Would not a patient’s mental deficiency be in his/her record, ascertained, or at least suspected quickly? This could be influenced by the questions asked, as some of these patients can initially present as normal if asked only basic questions. It is only over time that cognitive deficiency, especially when minimal, may become apparent. Nursing staff will likely identify minimal impairment first, which should be reported to the treating physician rather than only noted in the chart. The clinician should request a competency assessment as quickly as possible to allow time for evaluation before discharge. Although this will still be too brief to provide needed services, necessary agencies would be alerted to a patient’s needs, and home visits may be possible before judicial consideration of competency and subsequent actions.

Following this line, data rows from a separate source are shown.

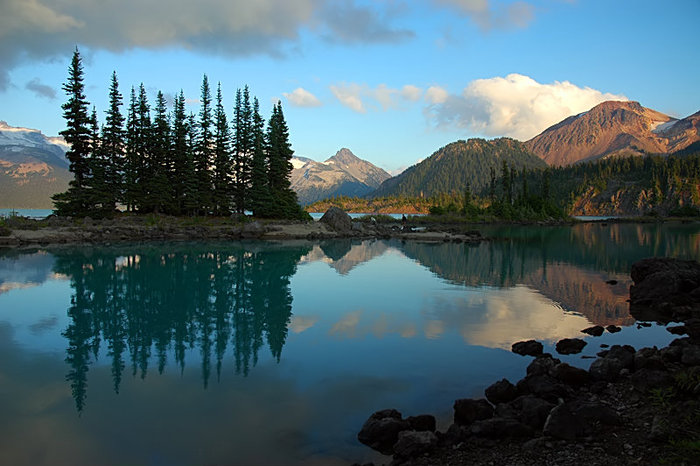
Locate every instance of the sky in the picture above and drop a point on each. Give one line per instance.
(392, 80)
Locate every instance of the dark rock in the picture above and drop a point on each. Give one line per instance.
(501, 392)
(542, 365)
(499, 427)
(252, 230)
(468, 410)
(605, 369)
(570, 346)
(649, 358)
(691, 355)
(532, 411)
(422, 422)
(624, 354)
(596, 330)
(337, 219)
(661, 284)
(381, 431)
(578, 419)
(570, 375)
(544, 386)
(411, 443)
(649, 379)
(528, 348)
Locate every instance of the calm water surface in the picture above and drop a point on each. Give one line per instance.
(275, 353)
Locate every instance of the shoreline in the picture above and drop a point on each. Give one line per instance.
(631, 407)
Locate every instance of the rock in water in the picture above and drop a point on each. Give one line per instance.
(570, 346)
(337, 219)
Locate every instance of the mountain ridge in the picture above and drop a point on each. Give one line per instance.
(614, 128)
(341, 174)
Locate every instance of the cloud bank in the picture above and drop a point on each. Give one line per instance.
(300, 97)
(515, 106)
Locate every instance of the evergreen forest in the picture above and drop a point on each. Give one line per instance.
(152, 160)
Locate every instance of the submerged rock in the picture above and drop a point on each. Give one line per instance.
(528, 348)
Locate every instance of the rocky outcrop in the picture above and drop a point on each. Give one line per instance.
(604, 415)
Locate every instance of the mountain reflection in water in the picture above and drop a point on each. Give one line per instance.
(317, 333)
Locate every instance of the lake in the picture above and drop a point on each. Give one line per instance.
(276, 353)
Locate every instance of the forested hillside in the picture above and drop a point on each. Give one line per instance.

Nothing original is necessary to alleviate this sluggishness, as the solution has been known and recommended for decades. Workers need to leave their silos and cooperate to expedite necessary arrangements for high-risk individuals, an approach that has been demonstrated to be effective. I know that every agency has large caseloads, and workers are strained, but if a patient is deemed high-risk, s/he should not be treated as a routine new client, as frequently can and does occur. For example, in another instance, an individual required a specific medication he could not afford for a degenerative lung disease. Despite it being indicated that additional damage accumulated daily by his attending physician, it took six weeks for funding to be approved, which resulted in additional lung deterioration that shortened his life.
A cooperative, local, cross-disciplinary committee would need to be established, and depending on regulations, state government may have to be involved. This committee would define what constitutes elevated risk and what actions could be expedited, circumvented, or delayed; develop procedures to accelerate these actions; and prevent abuse of the process. This is not simple, as I know from experience, but it is necessary to provide needed services and save lives.
M. Bennet Broner is a medical ethicist.